It’s graduation season and that means that lots of young people around the country are getting job advice. And these armies of young people will inevitably hear a refrain that has become all too constant in recent years: “do something you love”. But you know what – this advice is total BS. And it is helping to steer this army of young people into believing that earning an income is as easy as finding something you love.
The reality is that the economy doesn’t reward people for doing something THEY love. It rewards people who do something that OTHER people love. I wish I could run on the beach all day or travel for the rest of my life. But the problem is that no one wants to pay me to do these things because they are inherently selfish actions. They don’t add value to anyone but myself. In other words, they are actions that are not valuable to other economic participants. The things we truly love are usually much more valuable to OURSELVES than they are to OTHER people. And that’s why doing what you love is crummy financial advice.

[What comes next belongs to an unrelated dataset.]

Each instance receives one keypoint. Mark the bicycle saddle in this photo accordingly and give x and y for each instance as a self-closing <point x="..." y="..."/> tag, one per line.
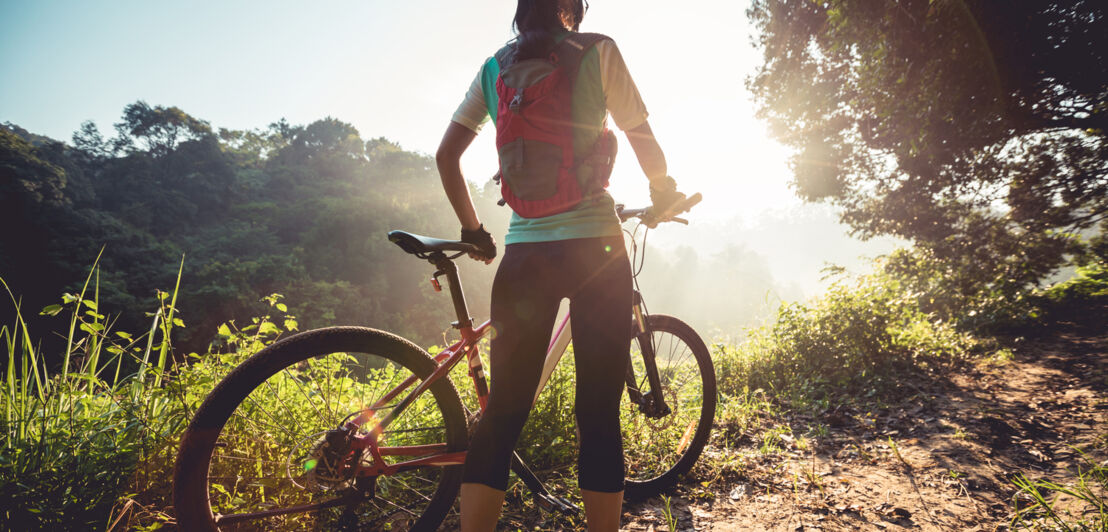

In my book I stressed the importance of creating valuable output. I said:
“Capitalists serve themselves best when they serve others”
The best capitalists are problem solvers. They don’t just do what they love. They solve problems that other people love them for solving. These problems aren’t always glamorous or enjoyable. But few things are more enjoyable and rewarding than being showered with praise (and money) because you helped solve someone else’s problems and helped make their lives easier.
So, young people – don’t go out there and do what you love. Do something that other people will love you for doing. It might not be instantaneously rewarding or glamorous, but if you can become an important element in adding real value to other people’s lives the rewards will come with time.